For many years in Western societies, shamanism was inaccurately equated with
sorcery and witchcraft. The problem was that the word was culture-specific.
Diffused, it became abused.

Shaman as an all-purpose noun has found its way into both Western language
and culture. Newspapers like Der Spigel in Germany and France's Paris Match
run features on "des schamanen" and "le chaman."

Shamanism has undergone a kind of late twentieth-century cultural-ethnic
debugging and is now marketed in the United States and Europe as a sort of
kinder, gentler, ritual-based spiritual therapy. Spiritually oriented
bookstores and New Age gatherings sell books, tapes, drums, feathers,
rattles, shamanic ritual apparel, and other specific ritual objects.
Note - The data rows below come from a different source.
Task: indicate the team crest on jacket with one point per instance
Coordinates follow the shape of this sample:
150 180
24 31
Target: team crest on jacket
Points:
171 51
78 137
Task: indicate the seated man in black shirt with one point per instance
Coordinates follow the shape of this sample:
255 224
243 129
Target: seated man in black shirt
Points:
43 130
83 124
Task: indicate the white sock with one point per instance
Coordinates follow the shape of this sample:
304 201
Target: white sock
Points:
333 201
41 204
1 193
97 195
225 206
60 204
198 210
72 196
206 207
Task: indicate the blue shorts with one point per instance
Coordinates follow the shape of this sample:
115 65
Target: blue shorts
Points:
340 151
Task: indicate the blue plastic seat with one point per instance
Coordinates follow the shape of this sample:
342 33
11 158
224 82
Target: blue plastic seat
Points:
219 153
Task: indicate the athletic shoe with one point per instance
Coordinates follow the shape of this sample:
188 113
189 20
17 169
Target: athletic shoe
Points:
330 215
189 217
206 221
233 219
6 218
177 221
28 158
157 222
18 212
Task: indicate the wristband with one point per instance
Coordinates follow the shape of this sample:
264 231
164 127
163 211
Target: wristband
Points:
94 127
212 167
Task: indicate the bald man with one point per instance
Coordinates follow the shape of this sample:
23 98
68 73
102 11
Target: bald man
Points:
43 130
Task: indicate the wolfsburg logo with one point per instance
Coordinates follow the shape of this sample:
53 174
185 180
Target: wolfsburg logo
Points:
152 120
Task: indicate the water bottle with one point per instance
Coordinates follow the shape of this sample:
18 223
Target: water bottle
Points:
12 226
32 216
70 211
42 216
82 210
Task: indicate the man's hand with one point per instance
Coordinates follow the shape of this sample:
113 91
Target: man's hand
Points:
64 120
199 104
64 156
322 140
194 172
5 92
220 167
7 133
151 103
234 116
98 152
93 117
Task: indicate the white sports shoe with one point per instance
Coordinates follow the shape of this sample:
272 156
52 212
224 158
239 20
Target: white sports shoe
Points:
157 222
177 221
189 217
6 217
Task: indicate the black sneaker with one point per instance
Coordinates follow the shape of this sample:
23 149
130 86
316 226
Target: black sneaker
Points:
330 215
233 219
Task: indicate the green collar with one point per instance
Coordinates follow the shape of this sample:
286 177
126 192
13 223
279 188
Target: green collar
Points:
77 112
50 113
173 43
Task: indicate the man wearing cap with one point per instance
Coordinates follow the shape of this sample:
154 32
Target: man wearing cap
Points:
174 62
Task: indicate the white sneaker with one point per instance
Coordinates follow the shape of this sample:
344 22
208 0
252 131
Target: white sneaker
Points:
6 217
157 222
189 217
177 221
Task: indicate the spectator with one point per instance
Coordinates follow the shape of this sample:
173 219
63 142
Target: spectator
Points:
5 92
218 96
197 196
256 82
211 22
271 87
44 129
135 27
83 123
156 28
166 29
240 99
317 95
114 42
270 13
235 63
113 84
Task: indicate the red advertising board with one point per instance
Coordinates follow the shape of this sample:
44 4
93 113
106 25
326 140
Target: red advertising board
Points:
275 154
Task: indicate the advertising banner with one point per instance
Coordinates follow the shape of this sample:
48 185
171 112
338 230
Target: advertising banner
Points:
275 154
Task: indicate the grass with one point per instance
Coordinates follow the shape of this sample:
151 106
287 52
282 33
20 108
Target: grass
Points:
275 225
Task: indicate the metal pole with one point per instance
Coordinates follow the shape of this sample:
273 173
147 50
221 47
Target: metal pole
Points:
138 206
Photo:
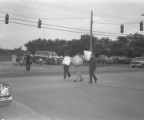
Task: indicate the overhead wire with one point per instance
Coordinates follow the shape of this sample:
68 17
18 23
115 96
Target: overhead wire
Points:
68 29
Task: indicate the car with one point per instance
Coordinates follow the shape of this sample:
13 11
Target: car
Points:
5 94
137 63
104 59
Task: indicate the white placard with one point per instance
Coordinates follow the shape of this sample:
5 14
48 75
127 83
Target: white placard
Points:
77 60
66 60
87 55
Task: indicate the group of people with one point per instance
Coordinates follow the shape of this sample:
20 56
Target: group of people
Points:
92 68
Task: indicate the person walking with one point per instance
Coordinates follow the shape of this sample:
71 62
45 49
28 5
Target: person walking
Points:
66 71
92 68
66 63
77 64
28 59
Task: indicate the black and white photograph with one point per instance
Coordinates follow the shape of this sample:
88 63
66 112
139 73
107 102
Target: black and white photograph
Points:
71 60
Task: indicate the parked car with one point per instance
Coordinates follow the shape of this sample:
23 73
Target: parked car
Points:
104 59
20 60
123 60
5 94
137 63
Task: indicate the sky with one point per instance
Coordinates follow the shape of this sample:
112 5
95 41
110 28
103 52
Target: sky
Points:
67 19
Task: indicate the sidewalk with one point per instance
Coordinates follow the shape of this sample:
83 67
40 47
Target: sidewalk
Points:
18 111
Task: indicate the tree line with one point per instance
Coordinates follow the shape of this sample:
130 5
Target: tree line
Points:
130 45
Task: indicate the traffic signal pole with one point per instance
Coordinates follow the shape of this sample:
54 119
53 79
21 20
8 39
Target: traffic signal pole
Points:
91 24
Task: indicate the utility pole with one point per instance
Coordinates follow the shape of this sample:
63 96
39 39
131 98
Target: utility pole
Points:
91 24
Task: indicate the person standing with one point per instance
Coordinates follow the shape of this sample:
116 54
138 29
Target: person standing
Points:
66 63
28 59
77 64
92 68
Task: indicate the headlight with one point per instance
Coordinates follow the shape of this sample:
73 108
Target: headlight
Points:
5 91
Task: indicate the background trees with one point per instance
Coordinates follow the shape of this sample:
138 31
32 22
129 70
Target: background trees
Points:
130 46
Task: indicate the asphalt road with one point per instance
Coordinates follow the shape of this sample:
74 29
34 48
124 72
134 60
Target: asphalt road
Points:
42 94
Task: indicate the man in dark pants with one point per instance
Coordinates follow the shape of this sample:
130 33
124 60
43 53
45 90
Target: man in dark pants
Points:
92 68
66 71
28 61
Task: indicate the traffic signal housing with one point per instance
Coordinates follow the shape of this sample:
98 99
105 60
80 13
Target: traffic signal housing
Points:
141 26
39 23
122 28
6 19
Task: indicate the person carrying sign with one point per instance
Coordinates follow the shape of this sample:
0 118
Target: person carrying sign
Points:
77 61
92 68
66 62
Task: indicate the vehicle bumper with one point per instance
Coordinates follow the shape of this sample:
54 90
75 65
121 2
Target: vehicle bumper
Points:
5 101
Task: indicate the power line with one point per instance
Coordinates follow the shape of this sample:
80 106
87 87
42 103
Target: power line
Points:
72 29
39 10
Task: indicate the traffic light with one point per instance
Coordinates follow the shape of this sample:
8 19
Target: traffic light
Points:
6 19
122 28
39 23
141 26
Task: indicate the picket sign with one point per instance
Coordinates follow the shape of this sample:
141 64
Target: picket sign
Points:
66 60
77 60
87 55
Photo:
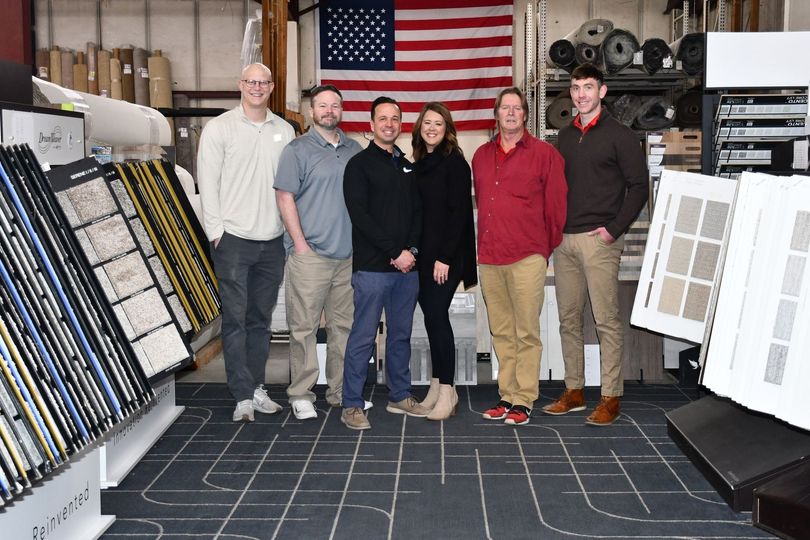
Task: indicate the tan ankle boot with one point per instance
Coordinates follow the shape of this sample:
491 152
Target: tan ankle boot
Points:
432 396
446 405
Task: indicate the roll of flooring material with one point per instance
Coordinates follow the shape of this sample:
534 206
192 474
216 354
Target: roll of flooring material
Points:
140 58
562 53
185 138
617 50
688 109
92 68
560 112
656 112
127 74
586 53
626 108
67 67
689 53
80 73
160 81
104 81
593 32
43 64
116 90
56 65
654 54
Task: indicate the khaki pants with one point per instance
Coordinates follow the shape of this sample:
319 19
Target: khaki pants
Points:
584 266
513 294
316 284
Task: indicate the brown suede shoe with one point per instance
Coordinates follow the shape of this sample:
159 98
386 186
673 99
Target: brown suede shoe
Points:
606 412
570 401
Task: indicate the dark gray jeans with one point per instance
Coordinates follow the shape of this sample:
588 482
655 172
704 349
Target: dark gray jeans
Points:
249 273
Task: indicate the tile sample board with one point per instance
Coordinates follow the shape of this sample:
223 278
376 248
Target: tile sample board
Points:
683 251
757 346
95 213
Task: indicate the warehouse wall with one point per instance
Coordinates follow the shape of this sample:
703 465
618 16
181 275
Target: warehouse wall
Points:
170 26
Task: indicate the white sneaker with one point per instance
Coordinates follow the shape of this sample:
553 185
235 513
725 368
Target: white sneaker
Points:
303 409
263 403
243 411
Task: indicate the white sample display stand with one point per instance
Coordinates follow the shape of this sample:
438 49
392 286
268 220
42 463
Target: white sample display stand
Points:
66 505
127 443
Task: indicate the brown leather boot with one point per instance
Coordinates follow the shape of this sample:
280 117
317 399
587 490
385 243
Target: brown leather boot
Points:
432 396
446 405
570 401
606 412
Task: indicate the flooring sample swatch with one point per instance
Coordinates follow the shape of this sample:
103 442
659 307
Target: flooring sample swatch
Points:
682 254
755 352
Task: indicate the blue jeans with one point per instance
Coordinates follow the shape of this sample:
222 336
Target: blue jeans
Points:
374 291
249 273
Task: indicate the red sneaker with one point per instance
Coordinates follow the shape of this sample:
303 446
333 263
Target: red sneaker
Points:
498 412
518 416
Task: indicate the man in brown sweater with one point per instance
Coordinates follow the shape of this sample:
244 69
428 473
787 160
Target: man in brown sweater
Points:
607 187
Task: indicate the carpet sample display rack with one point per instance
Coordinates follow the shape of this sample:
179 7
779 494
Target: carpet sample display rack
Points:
66 375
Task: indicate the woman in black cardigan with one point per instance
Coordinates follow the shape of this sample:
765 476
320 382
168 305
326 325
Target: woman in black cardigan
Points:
447 249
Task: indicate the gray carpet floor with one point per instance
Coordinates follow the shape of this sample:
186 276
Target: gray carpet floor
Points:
465 478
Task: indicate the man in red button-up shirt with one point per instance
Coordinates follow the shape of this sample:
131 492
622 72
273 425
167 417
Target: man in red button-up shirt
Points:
521 194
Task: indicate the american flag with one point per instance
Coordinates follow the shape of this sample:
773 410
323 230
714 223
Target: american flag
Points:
415 51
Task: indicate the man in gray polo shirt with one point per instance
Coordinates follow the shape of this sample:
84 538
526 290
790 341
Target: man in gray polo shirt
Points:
309 192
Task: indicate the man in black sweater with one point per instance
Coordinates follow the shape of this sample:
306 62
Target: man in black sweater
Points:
383 204
607 187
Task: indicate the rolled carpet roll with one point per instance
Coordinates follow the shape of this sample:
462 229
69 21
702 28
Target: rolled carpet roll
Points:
104 82
689 51
586 53
594 31
656 112
80 73
617 50
141 76
43 63
625 108
185 138
116 90
127 74
560 112
654 52
56 66
160 81
92 68
688 109
562 53
67 68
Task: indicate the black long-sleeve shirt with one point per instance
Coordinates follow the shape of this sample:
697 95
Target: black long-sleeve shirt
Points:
448 234
607 176
383 203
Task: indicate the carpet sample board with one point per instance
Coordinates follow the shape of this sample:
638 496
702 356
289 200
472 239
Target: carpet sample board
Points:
690 220
121 267
176 239
757 346
66 376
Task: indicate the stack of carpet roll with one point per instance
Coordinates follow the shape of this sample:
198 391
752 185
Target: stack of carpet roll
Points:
597 41
127 73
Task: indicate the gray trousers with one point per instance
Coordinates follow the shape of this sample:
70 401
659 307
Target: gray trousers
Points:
249 273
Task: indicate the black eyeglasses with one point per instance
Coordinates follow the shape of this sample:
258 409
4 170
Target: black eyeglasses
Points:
252 82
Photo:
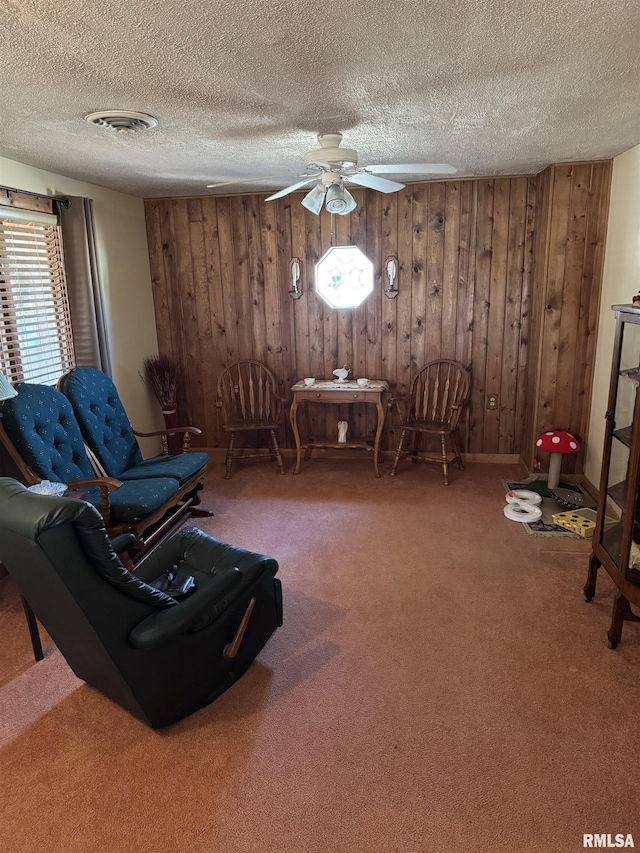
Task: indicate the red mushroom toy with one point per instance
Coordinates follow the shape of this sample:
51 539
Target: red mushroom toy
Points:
556 442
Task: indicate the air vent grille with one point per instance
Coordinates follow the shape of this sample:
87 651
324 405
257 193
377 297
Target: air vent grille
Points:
123 121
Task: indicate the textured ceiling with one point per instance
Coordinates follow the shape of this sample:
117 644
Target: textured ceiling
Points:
241 88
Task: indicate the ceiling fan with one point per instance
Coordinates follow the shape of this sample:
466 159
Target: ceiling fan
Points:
330 167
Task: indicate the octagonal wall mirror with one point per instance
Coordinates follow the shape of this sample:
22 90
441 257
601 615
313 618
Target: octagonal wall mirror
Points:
344 277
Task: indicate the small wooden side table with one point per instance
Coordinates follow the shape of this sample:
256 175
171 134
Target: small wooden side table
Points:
329 391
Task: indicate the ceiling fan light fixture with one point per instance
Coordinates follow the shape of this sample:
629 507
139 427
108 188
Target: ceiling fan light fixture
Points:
314 200
339 200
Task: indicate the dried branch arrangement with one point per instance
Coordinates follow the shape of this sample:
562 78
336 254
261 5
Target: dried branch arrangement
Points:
162 374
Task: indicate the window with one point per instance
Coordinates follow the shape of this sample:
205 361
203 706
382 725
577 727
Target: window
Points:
36 343
344 277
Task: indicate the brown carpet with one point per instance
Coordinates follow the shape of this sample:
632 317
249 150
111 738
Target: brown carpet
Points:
439 685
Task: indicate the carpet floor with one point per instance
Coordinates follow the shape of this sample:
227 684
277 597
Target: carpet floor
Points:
439 685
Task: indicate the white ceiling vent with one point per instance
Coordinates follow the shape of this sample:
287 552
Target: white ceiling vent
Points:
122 121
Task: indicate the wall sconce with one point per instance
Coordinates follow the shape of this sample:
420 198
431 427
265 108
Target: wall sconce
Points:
296 272
391 275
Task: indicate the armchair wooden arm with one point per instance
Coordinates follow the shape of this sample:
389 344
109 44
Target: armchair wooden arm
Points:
105 484
186 440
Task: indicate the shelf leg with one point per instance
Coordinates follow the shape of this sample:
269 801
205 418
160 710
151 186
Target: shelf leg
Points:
614 634
592 577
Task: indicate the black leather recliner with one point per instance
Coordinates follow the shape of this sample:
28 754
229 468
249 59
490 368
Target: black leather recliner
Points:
159 658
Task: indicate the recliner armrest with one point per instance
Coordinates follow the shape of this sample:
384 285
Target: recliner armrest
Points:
166 624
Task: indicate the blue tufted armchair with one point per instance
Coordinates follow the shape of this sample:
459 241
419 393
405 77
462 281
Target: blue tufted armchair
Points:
41 434
107 431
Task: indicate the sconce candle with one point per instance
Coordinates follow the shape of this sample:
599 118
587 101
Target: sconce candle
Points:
391 274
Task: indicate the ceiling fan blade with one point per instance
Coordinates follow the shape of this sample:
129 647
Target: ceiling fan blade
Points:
252 180
414 169
373 182
290 189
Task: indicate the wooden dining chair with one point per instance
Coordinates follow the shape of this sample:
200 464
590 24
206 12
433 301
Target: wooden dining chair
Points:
248 399
437 397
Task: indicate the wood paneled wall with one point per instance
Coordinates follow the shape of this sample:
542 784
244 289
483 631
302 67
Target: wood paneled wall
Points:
221 279
570 241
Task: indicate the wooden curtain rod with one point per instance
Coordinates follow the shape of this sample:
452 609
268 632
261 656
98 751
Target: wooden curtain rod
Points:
63 201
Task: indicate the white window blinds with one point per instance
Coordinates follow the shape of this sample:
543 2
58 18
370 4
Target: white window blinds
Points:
36 343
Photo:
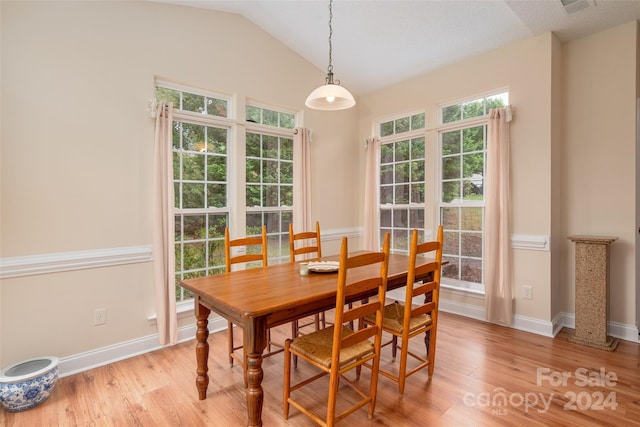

Induction, Trance, and Psychological Reorganization

People become shamans through a variety of cultural spiritual paths. A basic
requirement, however, is the ability to enter a trance state with some ease.

Trances are altered states of consciousness in which voluntary movement may
be impaired or lost. Trance states can be induced by various forms of
hypnosis, chanting, breath control, and rhythmic percussion.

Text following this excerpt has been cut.